これらについて、法務省は「労働債権保護は、担保法制部会で審議されてきた。議論を踏まえた要綱案がまとめられるよう取り組む」、「取調べの録音・録画は、改正刑訴法に関する刑事手続の在り方協議会で議論が行われており、充実した議論が行われるよう努める」、「改正民法(家族法)が子の利益確保に資するよう『民法等改正法施行準備のための関係府省庁等連絡会議』で検討し、周知に取り組む。法務省として裁判所の取り組みに協力する」と回答しました。
意見交換では、連合が「労働債権の優先性について、倒産法制全体における見直し論議も早く行っていただきたい」、「事業再編時の労働者保護にも厚労省と連携して取り組んでいただきたい」、「保護者を親権で判断する高等学校等就学支援金などは、実態で判断する設計変更もありえる。連絡会議で検討してほしい」、「保育所の入退所申請書を両親自署が必要な様式に変更する自治体が出始めている。誤った法解釈が広まらないよう対応してほしい」と述べました。

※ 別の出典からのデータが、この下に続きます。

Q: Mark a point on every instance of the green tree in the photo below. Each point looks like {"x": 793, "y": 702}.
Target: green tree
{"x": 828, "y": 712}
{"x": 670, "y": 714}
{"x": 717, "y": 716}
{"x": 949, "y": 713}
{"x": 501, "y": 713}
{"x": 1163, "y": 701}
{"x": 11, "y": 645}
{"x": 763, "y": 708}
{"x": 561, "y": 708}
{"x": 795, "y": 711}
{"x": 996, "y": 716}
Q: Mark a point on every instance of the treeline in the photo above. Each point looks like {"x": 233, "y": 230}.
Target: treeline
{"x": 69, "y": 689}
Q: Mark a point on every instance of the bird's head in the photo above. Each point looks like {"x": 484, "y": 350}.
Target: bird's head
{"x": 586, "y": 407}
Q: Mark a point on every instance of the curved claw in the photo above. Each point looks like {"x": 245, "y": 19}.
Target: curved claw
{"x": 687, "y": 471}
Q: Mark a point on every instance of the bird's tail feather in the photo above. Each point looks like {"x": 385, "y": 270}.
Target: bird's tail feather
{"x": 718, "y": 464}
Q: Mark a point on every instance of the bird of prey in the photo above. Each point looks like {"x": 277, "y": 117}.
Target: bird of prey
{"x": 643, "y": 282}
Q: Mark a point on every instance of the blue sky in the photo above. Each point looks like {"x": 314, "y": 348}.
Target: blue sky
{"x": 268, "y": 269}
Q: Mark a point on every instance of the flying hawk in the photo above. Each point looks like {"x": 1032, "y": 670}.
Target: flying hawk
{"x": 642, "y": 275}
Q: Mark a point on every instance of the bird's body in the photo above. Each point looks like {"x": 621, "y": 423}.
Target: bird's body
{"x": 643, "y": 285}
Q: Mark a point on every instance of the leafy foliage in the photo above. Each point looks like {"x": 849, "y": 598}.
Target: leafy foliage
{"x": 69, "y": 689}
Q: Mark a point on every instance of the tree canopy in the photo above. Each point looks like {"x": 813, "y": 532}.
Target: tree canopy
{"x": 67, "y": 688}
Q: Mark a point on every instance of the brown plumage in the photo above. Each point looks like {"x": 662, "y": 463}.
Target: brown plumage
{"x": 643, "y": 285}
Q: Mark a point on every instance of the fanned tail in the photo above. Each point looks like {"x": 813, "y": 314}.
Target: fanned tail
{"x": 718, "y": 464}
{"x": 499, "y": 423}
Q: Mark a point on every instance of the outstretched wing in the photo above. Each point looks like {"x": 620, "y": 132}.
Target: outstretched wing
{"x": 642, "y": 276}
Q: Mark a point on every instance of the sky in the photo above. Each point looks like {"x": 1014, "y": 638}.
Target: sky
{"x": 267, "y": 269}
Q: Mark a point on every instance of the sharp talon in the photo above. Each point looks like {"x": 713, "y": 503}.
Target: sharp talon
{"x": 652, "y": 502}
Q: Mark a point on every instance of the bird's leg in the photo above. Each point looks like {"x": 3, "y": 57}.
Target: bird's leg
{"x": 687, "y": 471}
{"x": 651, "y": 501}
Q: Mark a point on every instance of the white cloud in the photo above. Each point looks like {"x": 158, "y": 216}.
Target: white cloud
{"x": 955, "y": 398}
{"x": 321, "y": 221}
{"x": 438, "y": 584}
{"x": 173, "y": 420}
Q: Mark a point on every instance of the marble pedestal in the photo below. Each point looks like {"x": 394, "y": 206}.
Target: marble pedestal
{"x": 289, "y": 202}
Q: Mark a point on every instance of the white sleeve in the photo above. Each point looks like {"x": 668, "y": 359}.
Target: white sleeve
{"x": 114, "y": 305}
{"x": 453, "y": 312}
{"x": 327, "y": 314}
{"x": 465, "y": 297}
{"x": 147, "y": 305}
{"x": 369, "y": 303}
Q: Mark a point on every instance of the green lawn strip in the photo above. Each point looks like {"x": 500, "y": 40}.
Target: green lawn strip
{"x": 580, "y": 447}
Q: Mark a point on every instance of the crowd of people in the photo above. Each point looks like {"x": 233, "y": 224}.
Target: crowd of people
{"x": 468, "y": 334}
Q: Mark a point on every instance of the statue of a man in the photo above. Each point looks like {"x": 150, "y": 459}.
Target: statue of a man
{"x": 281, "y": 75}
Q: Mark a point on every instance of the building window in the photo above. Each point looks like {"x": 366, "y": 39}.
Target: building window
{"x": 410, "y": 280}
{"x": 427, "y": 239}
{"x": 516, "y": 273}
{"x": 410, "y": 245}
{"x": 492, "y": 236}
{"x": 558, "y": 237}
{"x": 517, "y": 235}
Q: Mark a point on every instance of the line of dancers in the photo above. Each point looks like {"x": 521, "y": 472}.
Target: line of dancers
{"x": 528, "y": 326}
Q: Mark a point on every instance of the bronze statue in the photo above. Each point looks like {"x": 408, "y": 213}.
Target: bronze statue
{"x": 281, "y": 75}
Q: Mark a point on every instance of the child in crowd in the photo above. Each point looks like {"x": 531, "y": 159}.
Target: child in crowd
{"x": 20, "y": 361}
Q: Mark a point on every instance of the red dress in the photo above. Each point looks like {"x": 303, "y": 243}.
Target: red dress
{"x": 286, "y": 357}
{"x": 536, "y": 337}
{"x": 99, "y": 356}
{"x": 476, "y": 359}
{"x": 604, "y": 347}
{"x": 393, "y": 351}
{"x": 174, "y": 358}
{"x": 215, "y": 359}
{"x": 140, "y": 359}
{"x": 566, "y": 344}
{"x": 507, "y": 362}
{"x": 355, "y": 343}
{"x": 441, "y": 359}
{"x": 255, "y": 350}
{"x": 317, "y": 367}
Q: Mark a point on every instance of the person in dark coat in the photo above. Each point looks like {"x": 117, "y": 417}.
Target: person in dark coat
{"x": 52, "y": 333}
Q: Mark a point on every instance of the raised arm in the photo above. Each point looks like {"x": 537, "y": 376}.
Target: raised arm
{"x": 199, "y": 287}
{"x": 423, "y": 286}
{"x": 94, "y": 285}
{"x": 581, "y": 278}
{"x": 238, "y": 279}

これに対して法務省は「倒産法制全体で労働債権と租税債権との関係などを議論すべきとの意見は重く受け止める。要綱案のまとめに向けて歩みを止めず対応したい」、「連絡会議において高等学校等就学支援金が常に親権で判断するわけではないことを確認した。論点を整理して議論し、Q&Aを作りたい」「保育所の入退所申請書の両親自署は法が要求するものではない。行政上の取り扱いが正しい理解で進むことが重要。連絡会議の課題としたい」と回答しました。
最後に、清水事務局長が、再審制度の見直しやいわゆる闇バイトを摘発するための仮装身分捜査についての十分な説明も必要であると指摘して締めくくりました。